If you don’t have an AC unit, you can use a fan to create your own. Try placing bowls or soda bottles of ice behind your fan to pull cold air through the fan.
- Try to Change Your Sleeping Position
Bad news for people who love to cuddle –– your sleeping position has an impact on your body temperature. When you cuddle with a partner, you swap body heat, so cuddling might not be the best way to sleep during the summer months.
If you sleep on a mattress that tends to trap heat, try to sleep on your side, so the least amount of your body is touching the mattress. If you sleep alone, try sleeping like a starfish across your bed to stay cool.
- Think About Ventilation
To avoid heat getting trapped in your room, try opening windows that are across from each other. It will help pull air through the room at a faster rate, which has a cooling effect.
- Be Careful What You Wear
Depending on what you wear to bed, you might be trapping heat close to your body. Tight clothing limits the amount of airflow that reaches your body. Certain types of fabric can also increase your body temperature. Generally, you’ll want to stick to cotton pajamas to stay cool. And if that doesn’t work, you can always sleep naked. Skipping clothes all together means you won’t have to worry about airflow or discomfort.
- Avoid Big Meals Before Bed
We all know certain types of foods you should avoid before bed –– fatty, spicy and heavy foods. The term “meat sweats” exists for a reason. If you are someone who snacks before bed, consider lighter options like a salad or nuts. Foods like popcorn, bananas and chocolate will help you sleep.
- Limit Drinking
Drinking alcohol before bed is generally not a good idea because it will not help you stay asleep. You might fall asleep quickly, but as your body metabolizes the alcohol, you’ll wake up and have a hard time going back to sleep. Drinking before bed might also cause night sweats and hot flashes because your blood vessels are dilated. You’d be better off drinking water or milk before bed.
- Exercise in the Morning
Typically you want to avoid rigorous workouts right before bed. However, relaxing yoga is a good way to get ready for bed. Saving your workout until the morning helps you avoid sweating and lets your body’s natural thermoregulation kick in.
- Take a Warm Bath Before Bed
Integrating a warm bath or shower into your nightly routine is a good way to fall asleep faster and stay cool during the night. Your body heat will rise while you’re in the warm water, though it will cool when you get out. Make sure to keep the water warm and not hot. If you steam the entire bathroom, you lose the cooling effects.
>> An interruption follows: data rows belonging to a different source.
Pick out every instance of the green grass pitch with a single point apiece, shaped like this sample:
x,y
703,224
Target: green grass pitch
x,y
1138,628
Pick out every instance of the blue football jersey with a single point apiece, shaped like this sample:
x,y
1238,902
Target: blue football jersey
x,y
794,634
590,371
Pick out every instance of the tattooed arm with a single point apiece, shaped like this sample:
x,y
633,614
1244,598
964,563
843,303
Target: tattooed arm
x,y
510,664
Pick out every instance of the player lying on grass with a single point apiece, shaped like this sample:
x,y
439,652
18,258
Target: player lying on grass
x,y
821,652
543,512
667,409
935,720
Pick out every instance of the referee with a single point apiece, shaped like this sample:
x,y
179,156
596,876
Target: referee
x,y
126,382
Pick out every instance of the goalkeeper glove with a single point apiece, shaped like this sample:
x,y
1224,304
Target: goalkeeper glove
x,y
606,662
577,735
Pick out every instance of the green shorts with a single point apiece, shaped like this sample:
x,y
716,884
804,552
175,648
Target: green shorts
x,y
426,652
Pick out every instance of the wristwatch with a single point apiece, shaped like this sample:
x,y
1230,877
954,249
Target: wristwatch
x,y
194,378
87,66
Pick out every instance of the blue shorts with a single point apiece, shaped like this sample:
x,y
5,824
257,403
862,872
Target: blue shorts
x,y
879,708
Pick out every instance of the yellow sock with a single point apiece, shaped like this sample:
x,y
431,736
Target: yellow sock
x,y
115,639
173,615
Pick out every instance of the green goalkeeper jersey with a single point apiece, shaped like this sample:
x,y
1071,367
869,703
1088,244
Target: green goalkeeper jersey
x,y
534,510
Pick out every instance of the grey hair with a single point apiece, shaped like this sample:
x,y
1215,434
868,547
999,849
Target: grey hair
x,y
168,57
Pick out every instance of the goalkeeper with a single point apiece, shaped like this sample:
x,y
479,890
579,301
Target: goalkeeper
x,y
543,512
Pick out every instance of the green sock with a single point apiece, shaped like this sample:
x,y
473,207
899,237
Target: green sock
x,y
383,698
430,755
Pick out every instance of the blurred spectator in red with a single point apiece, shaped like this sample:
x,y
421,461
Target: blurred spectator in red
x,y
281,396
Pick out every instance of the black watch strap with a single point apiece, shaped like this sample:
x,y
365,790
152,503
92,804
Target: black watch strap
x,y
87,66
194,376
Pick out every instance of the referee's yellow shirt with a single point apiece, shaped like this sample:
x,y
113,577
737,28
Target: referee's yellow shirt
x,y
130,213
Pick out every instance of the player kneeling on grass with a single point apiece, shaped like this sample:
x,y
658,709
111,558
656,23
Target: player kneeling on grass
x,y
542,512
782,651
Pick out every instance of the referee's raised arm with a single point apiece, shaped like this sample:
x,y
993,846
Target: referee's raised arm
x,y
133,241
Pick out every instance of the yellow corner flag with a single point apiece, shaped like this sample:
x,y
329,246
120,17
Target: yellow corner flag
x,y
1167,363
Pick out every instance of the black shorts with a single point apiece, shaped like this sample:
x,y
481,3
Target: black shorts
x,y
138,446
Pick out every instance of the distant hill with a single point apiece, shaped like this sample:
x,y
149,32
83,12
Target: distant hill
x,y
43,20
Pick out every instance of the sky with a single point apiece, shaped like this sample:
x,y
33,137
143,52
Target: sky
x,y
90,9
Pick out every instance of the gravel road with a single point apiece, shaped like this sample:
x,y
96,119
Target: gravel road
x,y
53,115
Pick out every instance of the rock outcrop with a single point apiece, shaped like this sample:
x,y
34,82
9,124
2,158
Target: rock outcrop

- Turn Down the Thermostat
Most families have a lower temperature limit that they don’t go past. We get it; cranking the AC can really run up your electricity bill. That said, if you’re waking up because of the heat, you might want to lower your limit. Experts agree that 65 degrees is ideal for sleeping.
- Keep Ice Water by Your Bed
Surprisingly, sweating during the night might be a symptom of dehydration. Keeping a glass of ice water by your bed kills two birds with one stone by hydrating you and also cool down if you’re too hot.
- Draw Your Curtains During the Day
Keeping your curtains closed during the day will keep the sun from during your bedroom into an oven. A lot of the heat will dissipate by the time you go to bed, but some will linger. Keeping the sun out will keep your room cool through the day and when you’re going to sleep.
- Keep Ice Packs on Hand (Literally)
Treat yourself like a lunch box and stock your freezer with ice packs. If you need to cool down on the spot, place the ice packs on your pulse points –– neck, elbows, wrists, groin and ankles.
Too Long, Didn’t Read?
No one wants to be sweaty and hot when they sleep! The heat will keep you from getting the quality sleep you want, and it’s just downright uncomfortable. Thankfully, there are so many ways you can beat the heat this summer. If you have a unique hack that didn’t make our list, send it our way!